Scott’s eyes narrowed behind his thick glasses and under his straw-colored bangs. He opened his mouth to protest, but Linc wasn’t waiting for an answer. And now was obviously a bad time to make a stand. Scott swallowed and held his rifle in the air. “OK, I’ll hang here, make sure the kids stay safe.”
Linc nodded, slapped Scott on the shoulder, then he and Mary joined Desmond racing towards the gate, 50 or so yards from the house and 200 from the silo at the other end. Two of the dark monsters had broken off from the pack and were circling the silo, screeching and clicking at Will, safely out of range, unless one of the creatures started climbing the ladder, which no one had seen them manage to do. Yet.
The pair of bleakers by the gate turned their oversized, black eyes toward Desmond, Linc, and Mary, who took steady aim and opened fire, emptying their guns on their way to the barn where they could shoot from more safely. Like the bleakers they’d seen in small clusters over the last couple of weeks, these were faster and able to take more bullets than the ones they’d grown used to. Their mouths, holes with rows of jagged teeth, were wide open, wailing an unholy clicking shriek that drilled into Mary’s brain like the sound of a baby screaming for its mother.
“Shit!” Linc screamed at a bleaker that had taken a bullet straight to the face but still kept walking, without half its head; a horrifying first. Linc threw down his rifle and reached into the holster at his belt and grabbed the Glock. He squeezed off three shots until the fucker fell to the ground, twitching and clicking.
“Inside, now!” Linc ushered Desmond and Mary inside the barn, pulling a second pistol from the other holster and firing at the three new bleakers that had appeared from nowhere. Linc, an ace shot, managed to hit the first two in the forehead, then slipped inside the barn and locked the door behind him, but not before he saw something that widened his eyes and sucked the life from his face.
He stood at the door, frozen, staring at nothing.
“What is it?” Desmond asked.
Linc shook his head, not looking at them.
“I don’t even know where to start, man. I wanna say there are dozens, but that’s just to make us all warm and fuzzy. Truth is, looks like those giant-faced fuckers are oozing out of the forest right now. Definitely the biggest swarm we’ve seen so far. Maybe a hundred of ‘em.”
Mary looked out the small barn window toward the house, then over at Will – a speck on top of the silo – but said nothing. Everyone knew the only thing guarding the house and the children inside it was an old man standing on top of a silo 600 or so feet away, and Scott, who was little more than a child himself. Stating the obvious wouldn’t help a thing. Besides, even if she opened her mouth, Mary was half certain all she’d manage was a whimper.
Six shots popped through the air in neat succession, exactly two seconds apart. Will pulling the trigger from atop the silo and hitting his targets, by the sound of it. The final shot finished with a thud as a bleaker’s body banged against the side of the barn.
Mary found her voice. “We have to get back to the house,” she said. “They’re dead if we don’t.”
As if to prove her right, another shot rang loud; closer, from inside the house. Mary looked back out the window. A bleaker was pushing its way in through the front door of the house; another four were thrashing wildly a few feet behind.
“Desmond!” Mary threw him a sharp look, but he raised his arms in the air, helpless.
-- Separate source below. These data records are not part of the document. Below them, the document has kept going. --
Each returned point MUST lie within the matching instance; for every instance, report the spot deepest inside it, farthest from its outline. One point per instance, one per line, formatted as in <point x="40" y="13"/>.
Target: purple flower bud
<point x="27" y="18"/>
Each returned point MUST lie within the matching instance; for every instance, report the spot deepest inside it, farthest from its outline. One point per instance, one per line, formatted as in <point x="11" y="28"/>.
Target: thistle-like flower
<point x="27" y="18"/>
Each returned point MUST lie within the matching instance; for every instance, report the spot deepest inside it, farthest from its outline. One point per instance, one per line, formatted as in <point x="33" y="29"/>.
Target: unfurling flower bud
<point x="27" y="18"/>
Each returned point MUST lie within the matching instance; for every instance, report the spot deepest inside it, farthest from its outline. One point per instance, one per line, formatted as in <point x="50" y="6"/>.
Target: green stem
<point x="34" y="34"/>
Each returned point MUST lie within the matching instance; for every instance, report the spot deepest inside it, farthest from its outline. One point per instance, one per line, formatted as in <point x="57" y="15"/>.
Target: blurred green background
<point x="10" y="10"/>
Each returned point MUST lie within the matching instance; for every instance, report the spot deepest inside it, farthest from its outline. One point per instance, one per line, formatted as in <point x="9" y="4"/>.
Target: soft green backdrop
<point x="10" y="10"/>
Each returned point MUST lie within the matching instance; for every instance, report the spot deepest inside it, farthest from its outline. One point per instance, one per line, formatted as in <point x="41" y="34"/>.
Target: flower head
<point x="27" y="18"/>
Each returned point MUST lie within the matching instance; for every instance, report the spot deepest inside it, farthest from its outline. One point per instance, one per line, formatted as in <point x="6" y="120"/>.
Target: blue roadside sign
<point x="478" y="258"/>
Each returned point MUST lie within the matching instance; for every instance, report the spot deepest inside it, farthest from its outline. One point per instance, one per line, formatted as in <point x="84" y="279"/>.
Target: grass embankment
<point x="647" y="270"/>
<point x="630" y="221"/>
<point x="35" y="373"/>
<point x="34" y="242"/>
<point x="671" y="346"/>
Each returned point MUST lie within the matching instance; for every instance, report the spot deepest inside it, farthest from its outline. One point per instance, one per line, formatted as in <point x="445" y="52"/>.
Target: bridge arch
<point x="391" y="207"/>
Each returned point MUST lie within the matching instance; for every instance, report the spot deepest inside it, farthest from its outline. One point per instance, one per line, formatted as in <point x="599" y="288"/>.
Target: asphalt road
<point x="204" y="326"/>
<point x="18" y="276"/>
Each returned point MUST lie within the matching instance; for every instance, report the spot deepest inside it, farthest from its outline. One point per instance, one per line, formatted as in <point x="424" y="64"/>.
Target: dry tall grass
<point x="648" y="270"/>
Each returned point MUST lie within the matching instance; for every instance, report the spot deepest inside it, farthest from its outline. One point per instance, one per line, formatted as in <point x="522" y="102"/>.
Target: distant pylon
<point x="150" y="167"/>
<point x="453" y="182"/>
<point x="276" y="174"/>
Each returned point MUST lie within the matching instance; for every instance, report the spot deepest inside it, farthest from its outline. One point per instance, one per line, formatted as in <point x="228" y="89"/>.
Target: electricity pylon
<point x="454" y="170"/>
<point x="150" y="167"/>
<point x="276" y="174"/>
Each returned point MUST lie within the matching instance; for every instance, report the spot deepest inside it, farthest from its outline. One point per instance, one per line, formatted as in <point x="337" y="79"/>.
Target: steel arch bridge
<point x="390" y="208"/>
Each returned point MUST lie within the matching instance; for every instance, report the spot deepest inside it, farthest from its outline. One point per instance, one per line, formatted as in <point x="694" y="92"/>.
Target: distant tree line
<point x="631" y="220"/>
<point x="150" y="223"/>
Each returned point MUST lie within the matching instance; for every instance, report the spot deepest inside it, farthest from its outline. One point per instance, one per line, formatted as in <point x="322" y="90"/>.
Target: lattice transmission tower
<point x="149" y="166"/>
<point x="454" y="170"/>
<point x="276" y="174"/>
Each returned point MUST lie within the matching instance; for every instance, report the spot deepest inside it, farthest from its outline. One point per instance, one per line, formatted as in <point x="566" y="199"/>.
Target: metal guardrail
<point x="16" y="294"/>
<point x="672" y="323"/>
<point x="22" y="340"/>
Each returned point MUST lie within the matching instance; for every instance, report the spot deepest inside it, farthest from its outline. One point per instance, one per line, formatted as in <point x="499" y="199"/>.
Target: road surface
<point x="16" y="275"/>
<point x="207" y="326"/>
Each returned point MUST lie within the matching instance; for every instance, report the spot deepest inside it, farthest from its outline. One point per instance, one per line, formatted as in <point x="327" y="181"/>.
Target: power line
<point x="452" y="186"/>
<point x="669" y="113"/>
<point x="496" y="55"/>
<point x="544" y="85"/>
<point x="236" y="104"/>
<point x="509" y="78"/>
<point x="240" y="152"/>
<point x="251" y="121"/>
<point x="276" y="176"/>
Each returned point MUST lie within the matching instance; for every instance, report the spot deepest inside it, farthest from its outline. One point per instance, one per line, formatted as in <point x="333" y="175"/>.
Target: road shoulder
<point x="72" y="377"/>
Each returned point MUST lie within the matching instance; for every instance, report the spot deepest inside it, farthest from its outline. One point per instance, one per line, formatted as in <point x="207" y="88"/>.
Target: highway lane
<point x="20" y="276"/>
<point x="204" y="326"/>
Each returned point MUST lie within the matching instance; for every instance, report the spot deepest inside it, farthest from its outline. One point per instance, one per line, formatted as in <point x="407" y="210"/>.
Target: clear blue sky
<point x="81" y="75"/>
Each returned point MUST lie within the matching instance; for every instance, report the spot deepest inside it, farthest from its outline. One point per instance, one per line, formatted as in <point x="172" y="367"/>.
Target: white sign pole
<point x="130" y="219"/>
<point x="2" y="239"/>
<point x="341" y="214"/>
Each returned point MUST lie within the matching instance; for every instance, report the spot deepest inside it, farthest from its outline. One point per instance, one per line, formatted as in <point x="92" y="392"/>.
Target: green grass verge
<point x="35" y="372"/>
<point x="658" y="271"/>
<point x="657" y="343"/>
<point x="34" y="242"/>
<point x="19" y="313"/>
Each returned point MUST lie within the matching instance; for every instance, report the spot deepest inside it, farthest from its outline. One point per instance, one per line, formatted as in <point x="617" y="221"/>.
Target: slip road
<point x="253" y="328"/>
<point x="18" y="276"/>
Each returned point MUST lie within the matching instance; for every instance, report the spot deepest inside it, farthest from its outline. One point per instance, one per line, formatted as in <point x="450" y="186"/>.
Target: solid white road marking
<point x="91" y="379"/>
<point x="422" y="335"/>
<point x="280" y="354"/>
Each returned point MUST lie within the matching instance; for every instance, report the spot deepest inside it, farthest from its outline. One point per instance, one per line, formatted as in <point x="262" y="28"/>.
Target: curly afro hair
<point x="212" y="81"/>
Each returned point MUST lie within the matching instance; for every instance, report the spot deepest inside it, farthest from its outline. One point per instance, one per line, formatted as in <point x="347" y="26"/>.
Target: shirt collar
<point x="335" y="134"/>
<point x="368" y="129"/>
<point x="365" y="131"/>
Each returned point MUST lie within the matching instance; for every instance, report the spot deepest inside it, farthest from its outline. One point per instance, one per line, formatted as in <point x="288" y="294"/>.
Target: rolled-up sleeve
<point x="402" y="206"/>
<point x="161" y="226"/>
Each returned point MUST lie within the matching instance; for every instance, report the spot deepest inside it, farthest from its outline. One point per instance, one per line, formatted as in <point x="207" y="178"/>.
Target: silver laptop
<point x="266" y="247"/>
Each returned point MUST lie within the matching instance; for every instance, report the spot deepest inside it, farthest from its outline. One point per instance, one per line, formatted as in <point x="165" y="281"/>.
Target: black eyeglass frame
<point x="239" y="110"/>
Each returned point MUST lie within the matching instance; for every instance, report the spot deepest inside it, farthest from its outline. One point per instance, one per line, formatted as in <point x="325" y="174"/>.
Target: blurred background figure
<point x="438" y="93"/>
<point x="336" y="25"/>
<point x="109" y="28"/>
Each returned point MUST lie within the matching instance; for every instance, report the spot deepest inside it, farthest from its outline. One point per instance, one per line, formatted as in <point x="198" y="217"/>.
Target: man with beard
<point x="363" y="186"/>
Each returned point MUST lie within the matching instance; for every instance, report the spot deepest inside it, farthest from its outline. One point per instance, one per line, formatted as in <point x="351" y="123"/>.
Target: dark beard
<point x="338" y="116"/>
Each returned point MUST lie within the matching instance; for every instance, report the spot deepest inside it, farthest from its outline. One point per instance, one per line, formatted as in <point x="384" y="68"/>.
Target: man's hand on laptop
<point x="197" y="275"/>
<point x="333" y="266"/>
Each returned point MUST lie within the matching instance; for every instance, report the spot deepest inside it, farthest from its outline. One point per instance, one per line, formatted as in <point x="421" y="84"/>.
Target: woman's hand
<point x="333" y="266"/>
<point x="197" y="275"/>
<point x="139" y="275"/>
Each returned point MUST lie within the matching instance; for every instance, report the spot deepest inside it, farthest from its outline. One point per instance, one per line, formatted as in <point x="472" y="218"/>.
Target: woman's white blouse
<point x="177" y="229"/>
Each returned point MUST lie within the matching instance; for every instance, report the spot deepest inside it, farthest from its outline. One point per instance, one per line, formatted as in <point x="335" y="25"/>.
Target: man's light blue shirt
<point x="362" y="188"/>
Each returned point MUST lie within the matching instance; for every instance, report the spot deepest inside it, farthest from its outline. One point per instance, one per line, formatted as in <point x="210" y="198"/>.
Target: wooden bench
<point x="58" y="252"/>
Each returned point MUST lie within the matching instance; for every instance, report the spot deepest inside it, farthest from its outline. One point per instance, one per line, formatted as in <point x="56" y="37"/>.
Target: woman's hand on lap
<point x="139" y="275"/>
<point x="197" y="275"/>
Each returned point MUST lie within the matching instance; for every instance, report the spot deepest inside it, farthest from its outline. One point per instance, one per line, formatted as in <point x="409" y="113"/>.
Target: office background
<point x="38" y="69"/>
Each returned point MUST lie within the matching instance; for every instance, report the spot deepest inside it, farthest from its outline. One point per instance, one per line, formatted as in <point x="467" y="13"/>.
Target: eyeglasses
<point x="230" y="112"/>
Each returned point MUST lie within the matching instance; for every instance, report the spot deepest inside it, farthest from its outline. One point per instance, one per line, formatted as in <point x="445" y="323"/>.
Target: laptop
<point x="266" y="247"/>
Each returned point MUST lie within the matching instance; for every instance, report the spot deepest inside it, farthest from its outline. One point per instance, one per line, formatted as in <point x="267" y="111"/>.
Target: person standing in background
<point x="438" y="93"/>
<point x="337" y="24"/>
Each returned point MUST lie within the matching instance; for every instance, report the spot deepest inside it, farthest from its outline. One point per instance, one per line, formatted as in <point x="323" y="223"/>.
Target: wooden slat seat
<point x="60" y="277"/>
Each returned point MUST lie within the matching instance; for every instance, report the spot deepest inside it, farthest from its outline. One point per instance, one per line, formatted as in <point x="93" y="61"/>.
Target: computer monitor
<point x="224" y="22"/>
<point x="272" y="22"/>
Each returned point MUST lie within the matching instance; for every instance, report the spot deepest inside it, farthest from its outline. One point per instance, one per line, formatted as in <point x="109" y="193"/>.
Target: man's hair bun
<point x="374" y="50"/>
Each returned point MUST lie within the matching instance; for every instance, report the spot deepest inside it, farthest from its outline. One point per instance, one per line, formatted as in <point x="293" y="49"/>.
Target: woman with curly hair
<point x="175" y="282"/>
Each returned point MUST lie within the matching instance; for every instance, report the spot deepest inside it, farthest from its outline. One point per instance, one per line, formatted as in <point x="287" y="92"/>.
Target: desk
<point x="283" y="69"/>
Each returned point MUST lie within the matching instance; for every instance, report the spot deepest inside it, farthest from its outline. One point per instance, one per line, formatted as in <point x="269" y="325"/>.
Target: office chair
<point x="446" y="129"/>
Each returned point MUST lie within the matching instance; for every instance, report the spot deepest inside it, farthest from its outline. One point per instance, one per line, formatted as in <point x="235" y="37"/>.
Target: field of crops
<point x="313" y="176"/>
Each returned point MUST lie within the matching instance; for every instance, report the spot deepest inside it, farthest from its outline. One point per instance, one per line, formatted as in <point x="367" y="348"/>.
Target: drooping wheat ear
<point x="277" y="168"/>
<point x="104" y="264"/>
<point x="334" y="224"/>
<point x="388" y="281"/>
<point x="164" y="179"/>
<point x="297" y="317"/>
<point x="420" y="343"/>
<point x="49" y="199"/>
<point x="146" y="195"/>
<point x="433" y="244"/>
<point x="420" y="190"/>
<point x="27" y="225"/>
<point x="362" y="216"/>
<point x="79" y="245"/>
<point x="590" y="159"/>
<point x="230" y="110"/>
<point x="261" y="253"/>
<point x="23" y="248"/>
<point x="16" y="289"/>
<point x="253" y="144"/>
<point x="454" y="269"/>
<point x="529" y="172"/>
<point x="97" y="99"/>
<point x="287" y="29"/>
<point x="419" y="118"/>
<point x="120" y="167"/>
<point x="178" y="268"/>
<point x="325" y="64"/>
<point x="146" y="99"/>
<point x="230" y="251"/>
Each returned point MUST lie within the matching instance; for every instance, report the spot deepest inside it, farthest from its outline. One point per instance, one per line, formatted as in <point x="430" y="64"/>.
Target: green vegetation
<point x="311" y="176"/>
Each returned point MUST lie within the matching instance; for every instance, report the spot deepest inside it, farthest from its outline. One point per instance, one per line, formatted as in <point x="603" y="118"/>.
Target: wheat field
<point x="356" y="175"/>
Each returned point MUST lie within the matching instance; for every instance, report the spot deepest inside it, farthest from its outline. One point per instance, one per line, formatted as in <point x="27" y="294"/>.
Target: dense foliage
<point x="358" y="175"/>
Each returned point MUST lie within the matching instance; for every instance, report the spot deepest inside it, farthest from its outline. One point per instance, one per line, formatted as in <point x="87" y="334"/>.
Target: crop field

They were reloaded, but the barn was surrounded. And with only the one small window facing the silo, they had no idea how bad it was behind them. Judging by the visible clusters storming the gate, and the speed with which the bleakers were moving, opening the barn door would be almost certain suicide.
“Let’s give it a second, so we can get our bearings.” Desmond’s voice was cool, but his hand was shaking as he cocked the gun.
“We don’t have a second, Dez!” Mary shrieked, “THEY ARE IN THE HOUSE!”
Thunder battered the barn from all sides as dozens of bleakers banged against the outside walls. Another round of shots rattled the air and hammered their nerves, while also sending them a sliver of hope as more bleakers fell.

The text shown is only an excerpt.